The oldest model, which is known as classical decision making, is one that says a decision maker should analyze all options, and then make the optimal, informed decision as a result. This model assumes a number of things — that you have access to all the information you need, that you have the ability to process all the information available, and that you have plenty of time.
The administrative model, which was developed in opposition to the classical approach, challenges all of these assumptions.
It says that decision making is inherently risky, and that human beings by definition do not have the cognitive ability or the time to make fully informed decisions in most cases. They are limited by having too many options and the pressure to make a "good enough" decision given time constraints and incomplete information.
The third model
There is a third way. In recognition-primed decision making, people do use information, but it may not be consciously accessed and listed as in the classical model. Memory and intuition come into play.
People who engage in RPD recognize patterns, not just individual facts. When this process works well, informed decisions can be made very quickly.
There are drawbacks of course. These go back to the limitations that define the administrative model of decision making. People generally do not have all the information or experience they need, and they may not interpret the information they have in the most accurate way.
One person's intuition may be just a bad feeling that is not specifically linked to real risks. One person can get it wrong, and either over- or under-commit resources.
This is where the team comes in. Good officers understand that their crews are their most essential resource. In critical situations, the fire crew needs all the eyes, ears and informed intuitions of all members.
This is not to say that in the middle of a fire you are going to take a vote on what to do — far from it. But it does mean that as a leader, you understand that other members of your crew might have a recognition-primed insight that you may not be having.
The best officers know that everyone benefits when they foster an environment where it is possible for any member of the crew to speak up if that person has something critical to contribute.
This type of decision-making environment must be created far in advance of any emergency scene where it might be needed. It is also important that individual biases about whose input might be more valuable are set aside.
Recognition-primed decision making, at its best, is inclusive. We never know exactly what others know or see. Sometimes the most vital insight can come from the most surprising source.
Train to make decisions
A couple ways to enhance the process of RPD is to do scenario-based training where the purpose is to creatively consider options rather than just seeking the right answer. Allow crew members to take on roles outside their comfort zone. Encourage collaboration and discussion among crew members, and don't discount "crazy" ideas.
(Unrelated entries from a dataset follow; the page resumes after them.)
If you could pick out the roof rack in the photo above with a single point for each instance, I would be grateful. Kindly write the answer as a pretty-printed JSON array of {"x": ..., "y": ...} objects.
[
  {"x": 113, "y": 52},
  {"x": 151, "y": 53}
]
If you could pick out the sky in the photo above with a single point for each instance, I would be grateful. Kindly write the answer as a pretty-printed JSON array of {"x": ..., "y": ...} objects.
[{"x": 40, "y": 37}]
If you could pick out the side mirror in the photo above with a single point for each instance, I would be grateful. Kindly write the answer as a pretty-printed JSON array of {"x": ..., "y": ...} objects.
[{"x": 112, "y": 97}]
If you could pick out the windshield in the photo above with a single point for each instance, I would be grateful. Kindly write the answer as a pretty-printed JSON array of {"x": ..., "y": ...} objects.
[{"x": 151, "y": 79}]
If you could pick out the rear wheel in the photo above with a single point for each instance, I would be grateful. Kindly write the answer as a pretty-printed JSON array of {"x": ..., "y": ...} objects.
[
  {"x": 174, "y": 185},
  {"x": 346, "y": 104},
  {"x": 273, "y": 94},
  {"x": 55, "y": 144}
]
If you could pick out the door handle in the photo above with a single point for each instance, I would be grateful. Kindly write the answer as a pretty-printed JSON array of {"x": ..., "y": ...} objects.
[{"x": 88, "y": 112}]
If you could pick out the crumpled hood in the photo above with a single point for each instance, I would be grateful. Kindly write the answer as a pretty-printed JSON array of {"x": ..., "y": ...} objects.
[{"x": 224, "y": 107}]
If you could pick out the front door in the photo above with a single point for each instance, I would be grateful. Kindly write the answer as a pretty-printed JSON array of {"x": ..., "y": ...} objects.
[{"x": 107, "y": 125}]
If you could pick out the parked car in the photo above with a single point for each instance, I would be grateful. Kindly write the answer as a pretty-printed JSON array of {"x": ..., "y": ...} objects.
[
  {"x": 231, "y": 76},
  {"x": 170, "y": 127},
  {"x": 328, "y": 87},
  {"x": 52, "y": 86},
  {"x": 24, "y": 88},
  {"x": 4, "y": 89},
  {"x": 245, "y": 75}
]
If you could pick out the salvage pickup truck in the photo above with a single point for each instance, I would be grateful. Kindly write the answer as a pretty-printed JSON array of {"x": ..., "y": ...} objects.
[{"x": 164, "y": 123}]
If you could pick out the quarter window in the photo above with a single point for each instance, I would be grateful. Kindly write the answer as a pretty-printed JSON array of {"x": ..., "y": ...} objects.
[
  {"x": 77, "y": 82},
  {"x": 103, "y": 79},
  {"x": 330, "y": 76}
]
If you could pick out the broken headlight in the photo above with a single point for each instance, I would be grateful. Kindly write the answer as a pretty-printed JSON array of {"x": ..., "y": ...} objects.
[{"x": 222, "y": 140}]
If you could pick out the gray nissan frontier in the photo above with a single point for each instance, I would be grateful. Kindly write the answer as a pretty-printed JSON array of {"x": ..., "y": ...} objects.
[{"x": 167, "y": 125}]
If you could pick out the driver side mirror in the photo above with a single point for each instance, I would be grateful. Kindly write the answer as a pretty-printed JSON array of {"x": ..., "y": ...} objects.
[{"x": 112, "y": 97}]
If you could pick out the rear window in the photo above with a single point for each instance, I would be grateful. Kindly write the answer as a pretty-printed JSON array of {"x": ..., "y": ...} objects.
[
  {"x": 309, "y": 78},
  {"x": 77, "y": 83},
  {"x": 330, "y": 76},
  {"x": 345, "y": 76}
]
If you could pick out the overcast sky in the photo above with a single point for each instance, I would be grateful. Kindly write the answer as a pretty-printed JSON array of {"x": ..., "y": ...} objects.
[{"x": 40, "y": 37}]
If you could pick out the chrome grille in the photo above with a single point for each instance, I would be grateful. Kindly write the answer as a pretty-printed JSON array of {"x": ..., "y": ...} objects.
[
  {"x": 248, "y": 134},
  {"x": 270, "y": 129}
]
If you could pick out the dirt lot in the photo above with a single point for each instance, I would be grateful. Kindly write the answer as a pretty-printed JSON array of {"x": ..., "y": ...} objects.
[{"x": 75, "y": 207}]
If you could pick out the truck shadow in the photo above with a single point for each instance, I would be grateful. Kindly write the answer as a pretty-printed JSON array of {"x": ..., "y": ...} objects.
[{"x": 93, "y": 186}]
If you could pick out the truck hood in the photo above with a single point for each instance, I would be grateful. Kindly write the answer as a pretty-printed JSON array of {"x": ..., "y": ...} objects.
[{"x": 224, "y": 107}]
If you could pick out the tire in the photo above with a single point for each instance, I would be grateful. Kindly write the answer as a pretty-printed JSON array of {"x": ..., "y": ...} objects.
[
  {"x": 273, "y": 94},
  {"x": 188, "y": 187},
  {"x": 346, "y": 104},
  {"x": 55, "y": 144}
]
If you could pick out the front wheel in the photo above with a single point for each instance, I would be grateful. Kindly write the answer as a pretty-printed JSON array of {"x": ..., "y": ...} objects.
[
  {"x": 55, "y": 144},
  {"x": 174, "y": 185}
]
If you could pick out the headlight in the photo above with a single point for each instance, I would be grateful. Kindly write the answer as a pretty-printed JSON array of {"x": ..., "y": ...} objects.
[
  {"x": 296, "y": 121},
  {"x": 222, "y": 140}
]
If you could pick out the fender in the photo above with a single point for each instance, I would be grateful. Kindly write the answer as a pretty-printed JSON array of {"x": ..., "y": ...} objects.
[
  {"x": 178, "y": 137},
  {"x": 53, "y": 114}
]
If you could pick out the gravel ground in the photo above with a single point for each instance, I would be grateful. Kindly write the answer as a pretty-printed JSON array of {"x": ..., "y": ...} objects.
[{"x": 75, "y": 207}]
Most of all, you want people to get real experience and to take an active role in assessing situations rather than just following after the authority figure.
Good officers use all their resources, and use all three decision-making models in making the best choices for the safety of their crews and their communities. Sometimes you will have the time to list and consider all options, and sometimes you will have to make a "good enough" decision based on what you know at the time.
And then there are times when you will trust your gut and make a decision based on factors you cannot even name at the time. And sometimes, this type of decision could be the difference between life and death.